Wilson (Craig Johnson, 2017)

Benditos desgraciados

Daniel Clowes es uno de esos dibujantes de cómic que ha conseguido desarrollar un estilo propio con marcas autorales tan definidas que es fácil reconocerle solo viendo una de sus viñetas. Lógicamente, no es el único autor de cómic que lo ha conseguido. Sin embargo, sí que hay algo más de mérito y excepcionalidad en el hecho de que las adaptaciones cinematográficas de sus trabajos sean capaces de trasladar esas marcas desde la página hasta la pantalla, hasta el punto que, con ver una imagen, se intuye la presencia de Clowes en la producción. Sus dos primeros trabajos adaptados, Ghost World (2001) y Art School Confidential (2006) corrieron a cargo del mismo director, Terry Zwigoff, por lo que podía presumirse que la «estética Clowes cinematográfica» era fruto de una fuerte comunión entre el tándem Zwigoff-Clowes. Esta presunción se desmonta cuando, ahora, aparece el tercer trabajo adaptado del dibujante, Wilson, y en la dirección ya no figura Zwigoff, sino Craig Johnson (The Skeleton Twins, True Adolescents)[1], pero la esencia de las viñetas de Clowes sigue estando intacta.

Wilson, protagonizada por Woody Harrelson, es la historia de uno de esos personajes cuyo maltrato de las convenciones sociales convierte en un auténtico bicho raro. La aburrida y desdichada vida de Wilson se altera cuando se reencuentra con su ex-mujer, Pippi (Laura Dern), y esta le confiesa que no abortó el bebé que ambos esperaban hace diecisiete años. Dio a luz y entregó a la niña en adopción: Wilson es padre y quiere conocer a su hija.

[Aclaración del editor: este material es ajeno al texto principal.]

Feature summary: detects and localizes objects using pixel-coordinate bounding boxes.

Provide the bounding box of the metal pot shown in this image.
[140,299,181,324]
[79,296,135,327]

Muchos pueden apresurarse a tildar a Wilson de misántropo o asocial, cuando lo que le confiere el punto peculiar de su personalidad es, curiosamente, ser tan social que no respeta los límites establecidos en las relaciones interpersonales, algo especialmente molesto para una cultura como la estadounidense, en la que esos límites son especialmente marcados e importantes: habla con desconocidos, inicia conversaciones con gente que lee, escucha música o mira el ordenador, o se pone al lado de otro hombre en unos servicios públicos y habla sobre ello. En cualquier caso, Wilson es un personaje repudiado de entrada que, sin embargo, logra obtener su sitio en la vida de los demás a través de una personalidad que, aunque torpe y molesta, denota una nobleza excepcional.

La construcción de este personaje es de vital importancia, no en vano las tiras cómicas y la película llevan su nombre. Clowes se encuentra cómodo —especialmente en este caso— creando historias mixtas entre aquella división de “tramas” y “personajes”: no estamos ante el soberbio Paterson (2016) de Jarmusch —aunque ambos protagonistas comparten una importante cantidad de parecidos—, en el que se pone en juego la supervivencia de un conductor de autobuses a través de la rutina. Tampoco estamos ante el Kong: la isla calavera (2017) de Vogt-Roberts, en el que la acción se sucede sin descanso y los personajes quedan relegados a elementos accesorios y casi planos. Wilson se mueve en ese medio camino entre los personajes fuertes que centran la atención en cómo sus personalidades se adaptan al entorno, y los giros de guión que les colocan como protagonistas de sucesos alejados de la cotidianidad.

La esencia de Wilson es la desgracia. Todos los personajes, incluso los que aparecen con vidas teóricamente satisfactorias, son unos desgraciados, y donde los habitantes de Paterson tenían que pelearse con la rutina, los compañeros de aventuras de Wilson deben hacerlo con la desdicha. “No siempre seremos unos desgraciados”, dice la espectacular Laura Dern en un momento determinado. Parece que Clowes ha sido más benevolente trabajando con Johnson que cuando lo hacía con los rotuladores, y, al final, sí que hay algo de esa redención que en el cómic no queda tan clara. Sea como fuere, el potencial de Wilson es sumergirte y aprender a vivir —conformismos a parte— en un mundo en el que, probablemente, siempre seas un desgraciado.

[1] Films de 2014 y 2009, respectivamente.